"Use of unitialized valie in string ne at "
*Do* please get into the habit of copy/pasting the exact text of what
you are seeing. Re-typing it (badly) is no way to get help, and soon
you are going to find problems here.
Perl has a list of the diagnostic (error and warning) messages which
it issues itself (of which this is one), and you can look them up for
an explanation. The documentation comes with every Perl installation,
and there are also copies on the web.
perldoc perldiag
Conversely, I find that feeding an exact error message to a search
engine (e.g google) can often solve my own problems much faster than
posting to a usenet group, but mistyping the message pretty-much
guarantees very poor results from the search.
Is there a way how I can suppress these error messages.
You need to understand what you are seeing here. Perl is alerting you
to a potential problem, by means of a warning (not literally "error")
message.
So what do you really want to do? Make good use of Perl's help (which
is what I would recommend), or hide the problem away and hope for the
best?
The truth is that your program logic is faulty: you are trying to use
a variable to which you have not assigned a value. Perl is helpfully
alerting you to this. My advice is don't even think about suppressing
this valuable information: use it, work out what it's telling you.

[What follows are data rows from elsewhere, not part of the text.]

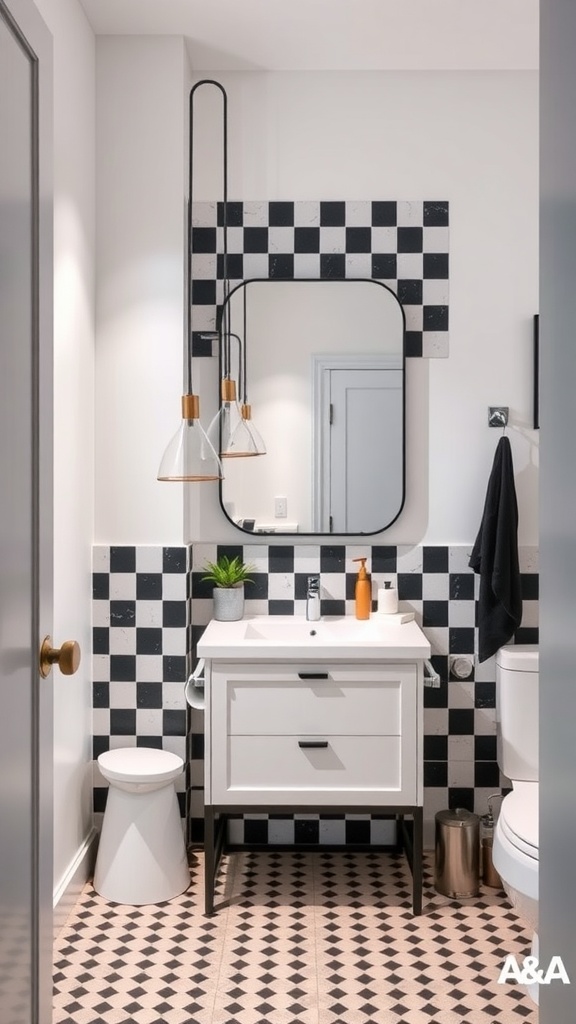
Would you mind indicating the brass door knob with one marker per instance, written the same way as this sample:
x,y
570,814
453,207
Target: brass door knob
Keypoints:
x,y
67,657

Consider yourself lucky, that the failed match didn't leave some
unrelated value from a previous operation, which you would have used
without any warning. Correct your program logic so that you don't try
to use a match value when it hasn't been set.

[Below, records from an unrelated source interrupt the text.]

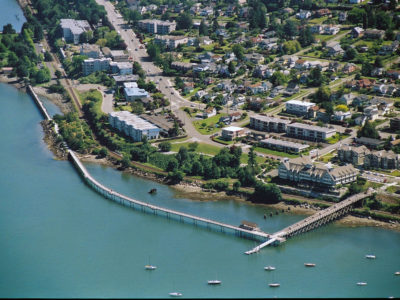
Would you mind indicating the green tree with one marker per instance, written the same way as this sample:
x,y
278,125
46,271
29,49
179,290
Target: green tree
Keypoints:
x,y
164,146
368,130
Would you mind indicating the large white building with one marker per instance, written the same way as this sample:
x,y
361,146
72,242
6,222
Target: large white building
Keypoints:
x,y
299,108
309,132
133,125
303,171
157,26
92,65
72,29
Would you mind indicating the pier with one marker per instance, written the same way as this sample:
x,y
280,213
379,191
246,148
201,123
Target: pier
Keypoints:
x,y
316,220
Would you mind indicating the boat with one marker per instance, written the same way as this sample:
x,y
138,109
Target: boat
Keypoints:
x,y
150,267
214,282
309,264
274,284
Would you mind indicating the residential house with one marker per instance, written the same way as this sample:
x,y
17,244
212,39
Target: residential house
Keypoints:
x,y
335,49
72,29
232,132
209,112
299,108
374,34
303,171
171,41
357,32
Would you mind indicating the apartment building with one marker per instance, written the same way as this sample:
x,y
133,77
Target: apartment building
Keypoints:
x,y
92,65
303,171
133,125
270,124
309,132
157,26
72,29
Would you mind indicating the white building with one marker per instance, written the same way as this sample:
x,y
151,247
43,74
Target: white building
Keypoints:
x,y
90,50
72,29
133,125
303,171
232,132
92,65
309,132
122,68
299,108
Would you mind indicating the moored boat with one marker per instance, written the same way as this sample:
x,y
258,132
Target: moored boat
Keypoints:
x,y
275,284
309,264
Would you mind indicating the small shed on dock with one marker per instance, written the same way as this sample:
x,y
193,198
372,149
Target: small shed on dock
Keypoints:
x,y
249,226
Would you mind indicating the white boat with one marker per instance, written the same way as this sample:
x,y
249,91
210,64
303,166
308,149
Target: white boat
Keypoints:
x,y
274,284
309,264
150,267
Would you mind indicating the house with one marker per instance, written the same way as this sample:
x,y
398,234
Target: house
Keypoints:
x,y
281,145
92,65
342,16
177,65
157,26
374,34
171,41
369,142
90,50
371,112
395,74
303,14
72,29
335,49
299,108
209,112
302,170
232,132
357,32
349,68
323,12
133,125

If and when you're in a situation where you *really* want a variable
set to an empty value rather than being undefined, do what the
documentation says:
Use of uninitialized value%s
An undefined value was used as if it were already defined.
It was interpreted as a "" or a 0, but maybe it was a mistake.
To suppress this warning assign a defined value to your variables.
Which is a good answer, in appropriate situations. But that's not
what's needed here (regex match variables).
Anyone who advises turning warnings off to hide the warning may be
technically accurate about what Perl does or can do - but
operationally it's a disaster. The whole point of Perl's warnings and
strict pragmas are to help one find errors on one's code. Only in the
most extreme cases should it be necessary to turn these off briefly.
Consider all other possibilities first. That's my advice.